Beginner's Guide to Python Programming Language - Part 1

Many tutorials show you how to do something; they hardly ever explain why you do something a certain way. My goal is to teach you why to the best of my ability and through adding in feedback from the community.

Additionally, tutorials often throw everything at you all at once. I plan to go into detail on each topic. You will learn slowly, but by the time you complete each part, I hope I will have been able to teach you more than what you would have learned reading the same content somewhere else.

What This Tutorial Is

This tutorial is designed in a way that you will learn the basics of programming in Python. Many of the things you learn are transferrable to similar languages, but all of the syntaxes are in Python.

What This Tutorial Isn’t

This tutorial will not teach you how to use Python editors, how to make GUI screens, , Jupyter notebooks, data science, or under-the-hood filetypes.

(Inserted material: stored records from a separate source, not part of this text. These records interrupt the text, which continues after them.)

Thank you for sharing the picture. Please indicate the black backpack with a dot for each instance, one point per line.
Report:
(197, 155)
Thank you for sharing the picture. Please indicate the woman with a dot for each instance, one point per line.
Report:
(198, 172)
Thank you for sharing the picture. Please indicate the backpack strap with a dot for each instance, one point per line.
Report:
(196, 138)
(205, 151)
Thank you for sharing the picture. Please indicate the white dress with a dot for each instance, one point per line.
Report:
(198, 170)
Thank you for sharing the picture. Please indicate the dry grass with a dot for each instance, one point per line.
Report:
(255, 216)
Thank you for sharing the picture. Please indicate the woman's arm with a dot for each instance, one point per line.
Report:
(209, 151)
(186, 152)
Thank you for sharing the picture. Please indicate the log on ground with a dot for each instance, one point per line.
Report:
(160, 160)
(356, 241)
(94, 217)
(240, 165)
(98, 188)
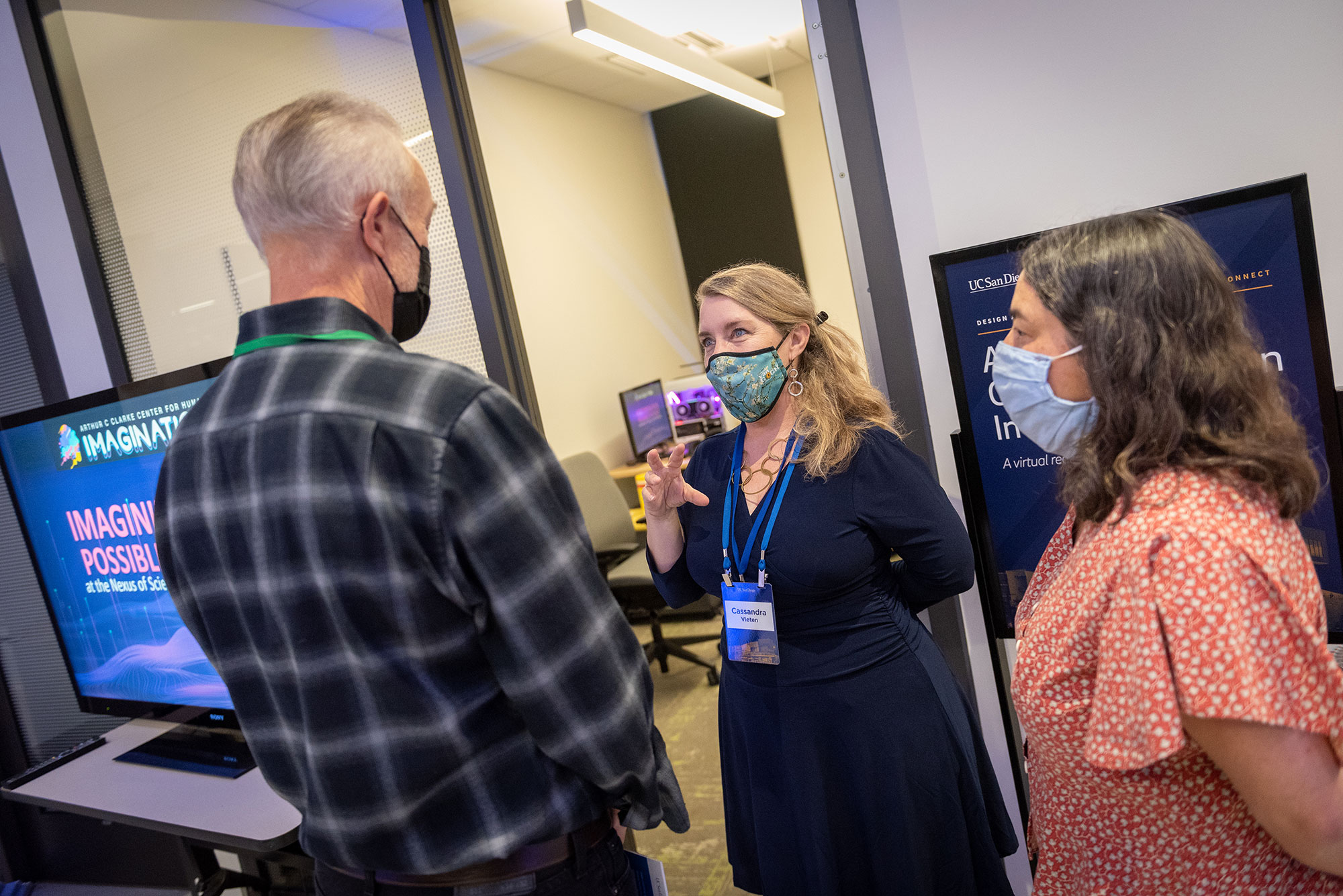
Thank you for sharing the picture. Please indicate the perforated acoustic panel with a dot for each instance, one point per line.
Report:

While some of these topics are cool, the scope is way too broad to keep this tutorial short.

The Series Objective

The objective of this entire series isn’t to push out another programmer who barely knows anything; it is to teach new programmers what programming is, to provide the reader with a better understanding, both from a classroom and practical standpoint, of programming in general, and to give new programmers a better understanding of the concepts that will help them through interviews and throughout their career.

This tutorial assumes you know:

  • What a computer is
  • What programs are
  • Enough logic to understand what the answer to 2 + 2 is
  • Enough logic to realize if there is milk in your refrigerator

You can download Python directly from Python.org; however, there are better ways to download Python for your system.

If you are on a Mac install Python using Homebrew:

/usr/bin/ruby -e "$(curl -fsSL https://raw.githubusercontent.com/Homebrew/install/master/install)"

The installer should be run as your user account, not with elevated permissions as it needs your user account to configure permissions correctly

Once installed, type the following command to install Python on your system.

brew install python

This will install the latest version of Python and all of its dependencies on your computer. Run the following command to ensure it installed correctly.

python3 --version

If you are on Windows, you can download the setup program from the website and install it using the default options or you can install it using the chocolatey package manager with the following command.

choco install python

If you are using Ubuntu, you can install the latest version using the following command.

sudo apt install python3

This will install Python 3.6.7 on Ubuntu 18.04, but it should be sufficient enough for this tutorial.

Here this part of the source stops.